L'architecte de la ville, Fournier, est quant à lui plutôt enthousiaste : " Outre ces avantages que notre projet présente, il en est un autre, c'est que sur ce point il donne une physionomie nouvelle à la cité et toutes ces maisons qui vont être sous le choc de la destruction reparaîtront bientôt plus belles et plus élégantes ! Oui ! c'est en détruisant que nous pourrons obtenir de bons résultats ; Après le chaos de la destruction apparaîtra le calme et la satisfaction générale ; notre cité y gagnera donc."

Le percement de la rue Impériale

La place Aristide Briand depuis le balcon de la préfecture, avec l'hôtel de ville en perspective, vue panoramique

Afin de ménager un effet monumental, les architectes imaginent, comme prolongement de la rue Impériale et précédant le nouvel hôtel, une forme originale pour la place de la préfecture.
Les premiers plans proposent souvent une place discontinue ; finalement, en 1866, l'architecture Durand soumet le projet de dégagement semi octogonal sur lequel débouchent la rue Impériale, la rue des Ecossais, entièrement repensée, mais également le boulevard de la préfecture (actuel boulevard Solferino) qui permet ainsi un accès direct de la place à la gare des voyageurs.
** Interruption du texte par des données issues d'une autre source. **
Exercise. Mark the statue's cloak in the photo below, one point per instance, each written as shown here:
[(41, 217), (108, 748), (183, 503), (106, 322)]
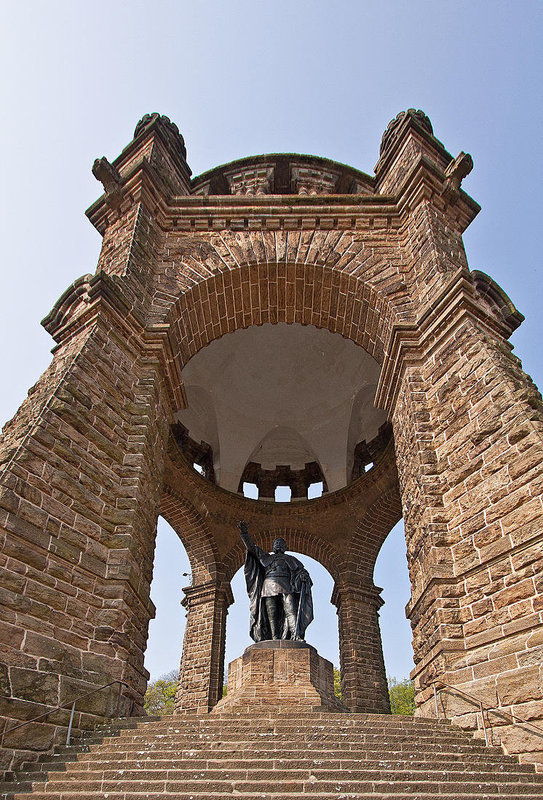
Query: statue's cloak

Gaëtan Guérinot dessine les élévations brique et pierre, en harmonie avec les façades de l'hôtel de la préfecture. Les constructions s'achèvent en 1878. C'est à ce même architecte, Guérinot qu'est confié le projet et la construction du nouvel hôtel de ville entre 1869 et 1875.

En somme, ce projet global d'urbanisme, depuis les premières décisions en 1860 jusqu'aux dernières constructions, à la fin des années 1870, propose un témoignage, sans doute parmi les plus remarquables, de rénovation urbaine dans la ville de Poitiers sous le Second Empire.